Ontem contei aqui meu caso com uma das plataformas, o YouTube. Eu sou jornalista formada, registrada no Ministério do Trabalho, aquela coisa old school. Em 2018, meu canal foi bloqueado para postar lives por 6 meses porque um colega do UOL denunciou o uso de 30 segundos de um vídeo de propriedade deles em um projeto piloto salvo como privado. (O algoritmo rastreia isso). No mesmo ano, processei um canal de anônimos que fez um vídeo de 39 minutos me xingando e fazendo ameaças veladas. O YouTube pagou advogado para eles e o vídeo está monetizando até hoje.

As redes sociais são conglomerados bilionários que efetivamente pagam advogados caríssimos no Brasil para defender que anônimos ameacem jornalistas em sua plataforma. Também suspendem canal de jornalista por violação de direito autoral em vídeo mantido como privado. Temos hoje jornalistas e editoriais defendendo que as redes sociais têm condições e dever de controlar conteúdo, mesmo que a ONU considere violação de Direitos Humanos. Não é burrice, é falta de senso de sobrevivência.

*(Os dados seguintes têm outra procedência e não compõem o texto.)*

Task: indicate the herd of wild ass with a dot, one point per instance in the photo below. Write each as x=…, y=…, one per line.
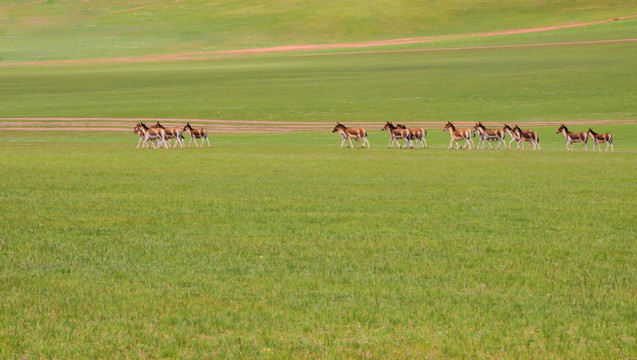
x=485, y=136
x=161, y=136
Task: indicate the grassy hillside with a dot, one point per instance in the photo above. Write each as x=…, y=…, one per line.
x=66, y=29
x=561, y=83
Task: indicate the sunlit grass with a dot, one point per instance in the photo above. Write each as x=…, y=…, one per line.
x=277, y=249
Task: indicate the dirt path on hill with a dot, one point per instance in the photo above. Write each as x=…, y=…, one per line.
x=255, y=126
x=201, y=55
x=241, y=126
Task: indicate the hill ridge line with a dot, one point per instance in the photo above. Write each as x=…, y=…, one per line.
x=198, y=55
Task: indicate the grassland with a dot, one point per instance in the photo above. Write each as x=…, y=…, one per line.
x=281, y=246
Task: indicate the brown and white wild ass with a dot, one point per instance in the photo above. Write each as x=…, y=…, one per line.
x=150, y=134
x=458, y=135
x=485, y=134
x=572, y=138
x=196, y=134
x=172, y=133
x=416, y=133
x=514, y=137
x=396, y=134
x=351, y=133
x=601, y=138
x=524, y=136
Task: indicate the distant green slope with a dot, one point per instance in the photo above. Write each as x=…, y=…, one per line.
x=66, y=29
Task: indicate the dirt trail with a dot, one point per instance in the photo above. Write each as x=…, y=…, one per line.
x=200, y=55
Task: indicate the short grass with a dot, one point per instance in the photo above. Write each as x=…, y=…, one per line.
x=562, y=83
x=68, y=29
x=284, y=246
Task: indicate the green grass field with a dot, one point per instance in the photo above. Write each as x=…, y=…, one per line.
x=282, y=245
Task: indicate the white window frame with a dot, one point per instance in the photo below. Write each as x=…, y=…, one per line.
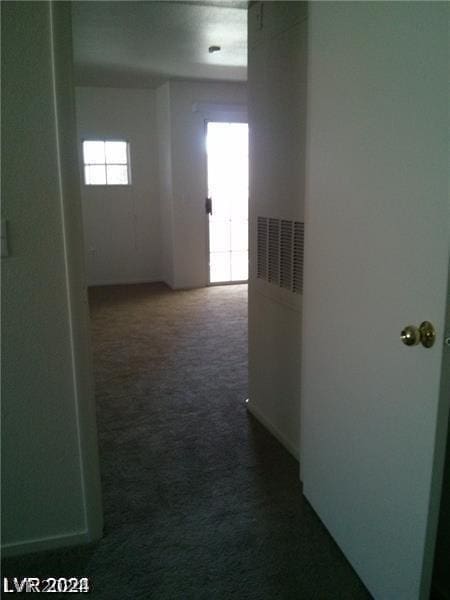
x=105, y=164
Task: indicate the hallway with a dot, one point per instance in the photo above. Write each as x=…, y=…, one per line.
x=200, y=501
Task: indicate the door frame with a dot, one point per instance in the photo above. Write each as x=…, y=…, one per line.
x=217, y=118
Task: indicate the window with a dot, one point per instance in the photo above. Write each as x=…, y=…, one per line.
x=106, y=163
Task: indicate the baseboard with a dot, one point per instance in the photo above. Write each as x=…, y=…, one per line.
x=273, y=430
x=102, y=283
x=49, y=543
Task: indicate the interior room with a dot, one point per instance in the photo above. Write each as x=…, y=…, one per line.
x=225, y=301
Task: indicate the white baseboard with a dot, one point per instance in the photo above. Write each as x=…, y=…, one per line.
x=49, y=543
x=273, y=430
x=122, y=282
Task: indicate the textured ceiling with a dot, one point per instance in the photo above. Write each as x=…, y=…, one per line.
x=137, y=44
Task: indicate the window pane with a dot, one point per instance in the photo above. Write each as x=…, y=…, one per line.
x=117, y=174
x=116, y=152
x=239, y=266
x=219, y=267
x=219, y=235
x=95, y=174
x=239, y=235
x=94, y=152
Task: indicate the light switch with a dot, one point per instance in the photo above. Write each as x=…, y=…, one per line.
x=4, y=238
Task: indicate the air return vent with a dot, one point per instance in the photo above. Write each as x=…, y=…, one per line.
x=262, y=234
x=299, y=245
x=280, y=249
x=274, y=250
x=286, y=255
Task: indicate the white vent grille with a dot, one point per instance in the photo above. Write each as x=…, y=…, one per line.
x=274, y=251
x=286, y=255
x=262, y=248
x=280, y=252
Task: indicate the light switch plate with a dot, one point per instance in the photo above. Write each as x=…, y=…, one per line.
x=4, y=238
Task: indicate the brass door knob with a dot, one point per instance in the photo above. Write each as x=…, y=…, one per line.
x=425, y=334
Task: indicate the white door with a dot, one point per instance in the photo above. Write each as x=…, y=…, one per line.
x=227, y=155
x=373, y=421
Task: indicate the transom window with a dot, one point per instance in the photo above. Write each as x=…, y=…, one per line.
x=106, y=162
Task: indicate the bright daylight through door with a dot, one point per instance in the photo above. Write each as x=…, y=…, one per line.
x=227, y=150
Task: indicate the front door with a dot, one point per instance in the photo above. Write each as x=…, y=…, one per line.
x=227, y=203
x=374, y=416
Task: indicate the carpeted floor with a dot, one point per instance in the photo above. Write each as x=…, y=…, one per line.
x=200, y=501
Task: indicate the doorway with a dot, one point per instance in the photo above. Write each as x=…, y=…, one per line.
x=227, y=202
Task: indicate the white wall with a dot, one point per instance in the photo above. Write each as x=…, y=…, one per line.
x=277, y=121
x=165, y=181
x=50, y=476
x=188, y=167
x=122, y=223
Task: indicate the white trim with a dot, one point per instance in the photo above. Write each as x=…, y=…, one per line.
x=214, y=108
x=103, y=282
x=47, y=543
x=253, y=410
x=70, y=311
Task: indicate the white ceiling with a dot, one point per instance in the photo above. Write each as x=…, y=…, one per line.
x=143, y=43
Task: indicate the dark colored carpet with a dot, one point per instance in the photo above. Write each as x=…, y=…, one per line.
x=200, y=501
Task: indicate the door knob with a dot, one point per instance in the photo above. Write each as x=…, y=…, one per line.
x=425, y=334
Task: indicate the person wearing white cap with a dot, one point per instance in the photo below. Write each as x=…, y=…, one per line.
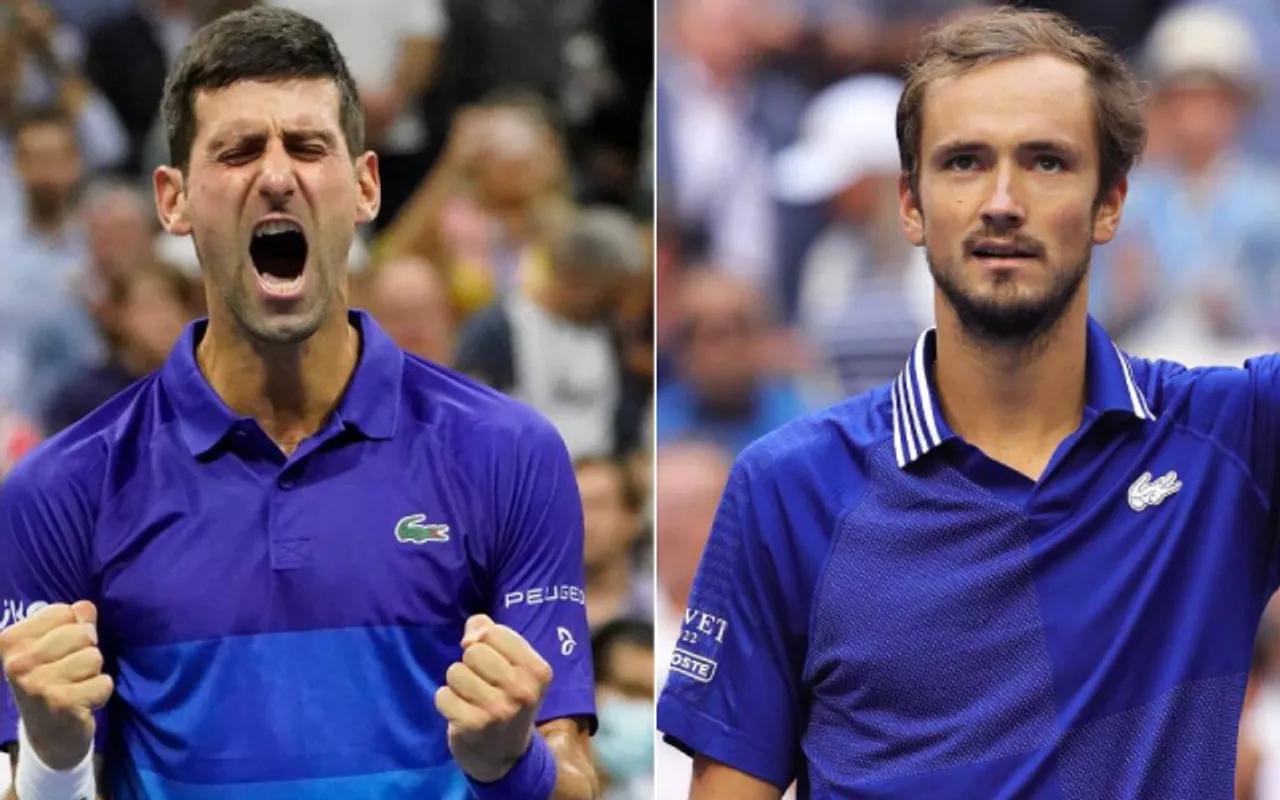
x=864, y=292
x=1197, y=261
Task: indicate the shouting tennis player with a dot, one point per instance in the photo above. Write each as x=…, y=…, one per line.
x=1031, y=567
x=295, y=562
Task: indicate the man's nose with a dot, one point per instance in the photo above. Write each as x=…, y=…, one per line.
x=1004, y=210
x=278, y=181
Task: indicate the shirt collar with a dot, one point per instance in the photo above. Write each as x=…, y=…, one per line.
x=369, y=405
x=919, y=425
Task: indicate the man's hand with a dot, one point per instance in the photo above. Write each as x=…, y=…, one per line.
x=55, y=670
x=492, y=699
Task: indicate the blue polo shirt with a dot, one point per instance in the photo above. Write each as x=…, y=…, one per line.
x=278, y=626
x=882, y=612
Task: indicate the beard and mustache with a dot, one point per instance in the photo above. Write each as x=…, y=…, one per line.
x=1008, y=318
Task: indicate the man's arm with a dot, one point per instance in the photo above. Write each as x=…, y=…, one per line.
x=13, y=763
x=570, y=740
x=714, y=781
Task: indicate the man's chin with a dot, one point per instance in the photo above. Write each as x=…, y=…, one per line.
x=282, y=329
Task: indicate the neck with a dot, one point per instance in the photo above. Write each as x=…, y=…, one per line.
x=1015, y=403
x=289, y=389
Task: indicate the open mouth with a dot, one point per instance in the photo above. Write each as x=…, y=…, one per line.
x=279, y=255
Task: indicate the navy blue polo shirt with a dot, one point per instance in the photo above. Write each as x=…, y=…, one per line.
x=882, y=612
x=278, y=626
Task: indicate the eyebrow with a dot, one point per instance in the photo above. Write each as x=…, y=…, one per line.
x=949, y=150
x=295, y=136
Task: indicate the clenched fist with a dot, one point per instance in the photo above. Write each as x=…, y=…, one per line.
x=492, y=699
x=55, y=670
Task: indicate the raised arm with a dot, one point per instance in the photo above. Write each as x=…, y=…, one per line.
x=714, y=781
x=13, y=768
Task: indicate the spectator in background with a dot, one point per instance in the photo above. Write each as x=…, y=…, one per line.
x=611, y=515
x=141, y=319
x=1197, y=259
x=553, y=343
x=391, y=48
x=712, y=138
x=867, y=293
x=622, y=654
x=18, y=435
x=120, y=231
x=45, y=333
x=722, y=391
x=411, y=301
x=493, y=204
x=128, y=55
x=502, y=46
x=39, y=68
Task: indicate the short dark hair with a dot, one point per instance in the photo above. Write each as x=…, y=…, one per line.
x=622, y=631
x=259, y=44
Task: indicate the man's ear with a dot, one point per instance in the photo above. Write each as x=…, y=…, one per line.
x=1106, y=216
x=909, y=211
x=369, y=186
x=170, y=195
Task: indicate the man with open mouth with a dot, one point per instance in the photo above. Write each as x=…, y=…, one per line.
x=296, y=562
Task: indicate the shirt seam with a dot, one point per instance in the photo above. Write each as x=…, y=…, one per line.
x=1230, y=456
x=841, y=525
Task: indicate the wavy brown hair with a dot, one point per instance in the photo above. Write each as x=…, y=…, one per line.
x=1010, y=33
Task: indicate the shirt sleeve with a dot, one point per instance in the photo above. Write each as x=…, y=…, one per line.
x=539, y=589
x=734, y=679
x=44, y=558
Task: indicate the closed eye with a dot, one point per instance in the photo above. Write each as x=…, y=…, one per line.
x=237, y=158
x=309, y=152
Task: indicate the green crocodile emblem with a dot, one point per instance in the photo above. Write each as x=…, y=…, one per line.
x=411, y=530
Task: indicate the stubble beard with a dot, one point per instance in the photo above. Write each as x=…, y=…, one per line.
x=1010, y=321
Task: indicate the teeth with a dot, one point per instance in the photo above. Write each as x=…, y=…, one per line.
x=277, y=225
x=279, y=284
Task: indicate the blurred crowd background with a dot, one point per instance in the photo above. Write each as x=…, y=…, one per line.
x=786, y=284
x=515, y=242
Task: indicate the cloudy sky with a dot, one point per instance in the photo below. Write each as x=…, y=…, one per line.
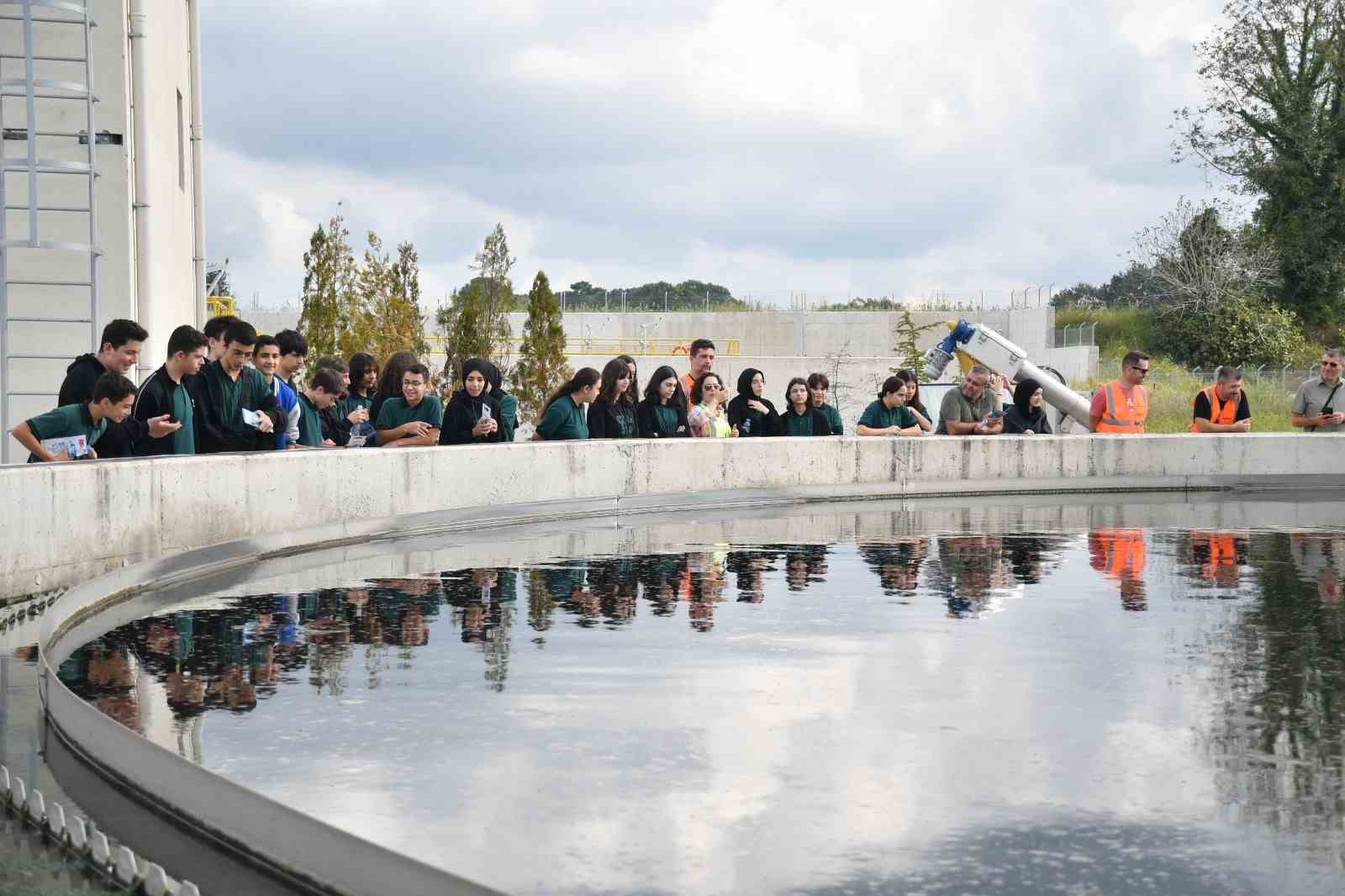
x=775, y=147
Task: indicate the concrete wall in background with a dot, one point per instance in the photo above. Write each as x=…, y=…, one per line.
x=81, y=519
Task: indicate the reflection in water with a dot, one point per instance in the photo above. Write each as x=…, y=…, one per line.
x=1268, y=660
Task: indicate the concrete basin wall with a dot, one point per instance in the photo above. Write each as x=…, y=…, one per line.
x=69, y=522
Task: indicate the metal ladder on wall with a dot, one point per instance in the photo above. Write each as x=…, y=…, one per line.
x=42, y=96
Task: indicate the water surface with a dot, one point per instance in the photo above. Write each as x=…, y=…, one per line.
x=1013, y=700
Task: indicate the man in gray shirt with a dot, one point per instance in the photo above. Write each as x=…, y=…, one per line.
x=1317, y=407
x=966, y=410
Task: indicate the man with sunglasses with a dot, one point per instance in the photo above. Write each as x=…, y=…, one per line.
x=1122, y=405
x=1317, y=407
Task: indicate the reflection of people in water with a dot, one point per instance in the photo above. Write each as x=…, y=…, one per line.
x=1219, y=556
x=1120, y=555
x=1320, y=559
x=896, y=561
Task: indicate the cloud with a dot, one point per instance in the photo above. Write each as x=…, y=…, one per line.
x=787, y=145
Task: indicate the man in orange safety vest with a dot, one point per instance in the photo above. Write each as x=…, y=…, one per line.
x=1122, y=405
x=1223, y=407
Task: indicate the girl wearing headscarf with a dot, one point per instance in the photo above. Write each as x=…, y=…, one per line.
x=562, y=414
x=750, y=414
x=706, y=416
x=472, y=416
x=1026, y=416
x=612, y=416
x=509, y=403
x=662, y=414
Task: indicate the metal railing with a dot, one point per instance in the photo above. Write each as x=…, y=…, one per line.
x=1084, y=334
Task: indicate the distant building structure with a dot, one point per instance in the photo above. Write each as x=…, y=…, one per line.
x=123, y=237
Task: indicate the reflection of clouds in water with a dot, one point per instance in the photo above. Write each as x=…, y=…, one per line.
x=814, y=734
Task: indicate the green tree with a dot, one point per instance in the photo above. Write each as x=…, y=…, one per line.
x=390, y=316
x=1274, y=120
x=541, y=358
x=331, y=307
x=475, y=323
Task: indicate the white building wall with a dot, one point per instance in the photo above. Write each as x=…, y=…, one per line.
x=170, y=197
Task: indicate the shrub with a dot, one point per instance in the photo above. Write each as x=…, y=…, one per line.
x=1246, y=331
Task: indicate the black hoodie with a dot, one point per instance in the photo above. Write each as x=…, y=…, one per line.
x=463, y=414
x=748, y=420
x=120, y=440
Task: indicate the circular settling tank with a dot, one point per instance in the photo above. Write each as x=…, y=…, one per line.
x=1123, y=696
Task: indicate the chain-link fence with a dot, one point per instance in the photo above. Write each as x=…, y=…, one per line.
x=1084, y=334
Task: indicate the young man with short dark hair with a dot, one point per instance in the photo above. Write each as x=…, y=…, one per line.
x=293, y=349
x=703, y=362
x=414, y=419
x=166, y=393
x=323, y=390
x=119, y=351
x=266, y=360
x=214, y=331
x=235, y=410
x=111, y=403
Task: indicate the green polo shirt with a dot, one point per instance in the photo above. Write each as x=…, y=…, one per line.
x=309, y=423
x=878, y=416
x=1313, y=396
x=397, y=412
x=65, y=423
x=564, y=420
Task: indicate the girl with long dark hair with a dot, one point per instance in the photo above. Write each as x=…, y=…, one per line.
x=562, y=414
x=612, y=416
x=390, y=381
x=662, y=414
x=800, y=417
x=472, y=416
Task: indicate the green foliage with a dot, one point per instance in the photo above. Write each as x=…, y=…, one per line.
x=350, y=307
x=475, y=323
x=689, y=295
x=1246, y=331
x=1274, y=120
x=541, y=365
x=907, y=335
x=331, y=313
x=1120, y=329
x=1131, y=288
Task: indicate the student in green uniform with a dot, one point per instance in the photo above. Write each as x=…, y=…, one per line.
x=799, y=416
x=888, y=416
x=235, y=409
x=113, y=396
x=818, y=387
x=323, y=390
x=363, y=383
x=562, y=416
x=166, y=393
x=414, y=419
x=662, y=414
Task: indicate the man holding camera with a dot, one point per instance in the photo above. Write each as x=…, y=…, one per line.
x=1318, y=401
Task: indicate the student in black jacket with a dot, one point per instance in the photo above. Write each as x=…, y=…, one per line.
x=662, y=414
x=228, y=387
x=472, y=416
x=750, y=414
x=612, y=416
x=119, y=351
x=166, y=393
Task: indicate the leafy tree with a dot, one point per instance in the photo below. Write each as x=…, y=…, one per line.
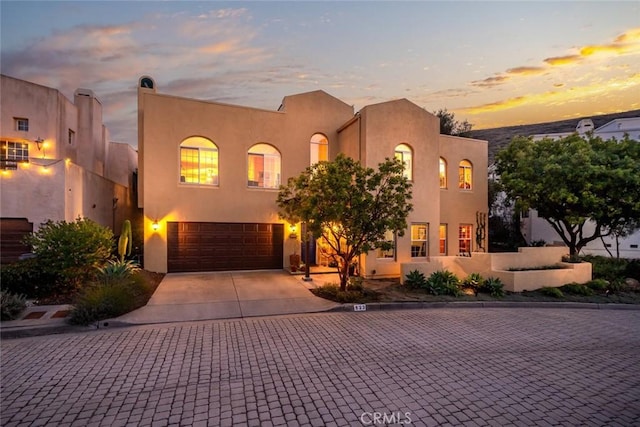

Quando Donald Trump foi banido das redes sociais, muito kamikaze da política brasileira comemorou. Tem gente que ama fazer uma micareta na fila do abatedouro. O jornalista Glenn Greenwald, de quem discordo ideologicamente em praticamente todas as coisas, fez hoje postagens mostrando os líderes internacionais que odeiam Trump falando do perigo de ceder poder às Big Techs.

Essa coisa de ceder poder sempre me martela na cabeça. Talvez a nossa cultura de capacho seja tão arraigada que nossos políticos, autoridades e jornalistas não consigam entender que são detentores de poder. O poder é sempre de um grande salvador da pátria, o papai que vai bater na mesa e resolver tudo. São incapazes de perceber o risco de ceder poder às Big Techs. Líderes internacionais como Angela Merkel e Macron não caem nessa armadilha. Aliás, nem o esquerdista mexicano López Obrador se deixa levar pelo canto da sereia das redes sociais boazinhas. Vale a pena ouvir.

Não somos reféns da ignorância, somos reféns da mediocridade das elites culturais e políticas. No país do "sabe com quem você está falando?", o medíocre pode ser arrogante se nascer com o sobrenome certo. Os demais tendem a obedecer bovinamente. Entendo que é frustrante pregar no deserto e pagar o ônus de desagradar os brios do parque de areia antialérgica. Chegamos ao ponto em que a nossa imprensa defende um tipo de censura que nem o fundador do Cartel de Guadalajara aceita.

Entendo que as elites medíocres terão justificativa moral para defender violação de Direitos Humanos e censura só naquele caso específico. É por um bem maior. O psicólogo Jonathan Haidt explica bem o processo. As personalidades da tétrade perversa - sádicos, narcisistas, psicopatas e maquiavélicos - sempre terão justificativa moral para praticar as perversidades com que têm prazer. Invariavelmente receberão apoio dos fracos, os que abrem mão dos próprios princípios porque precisam de um líder forte, um inimigo e a validação do grupo. Prefiro pregar no deserto a ser refém.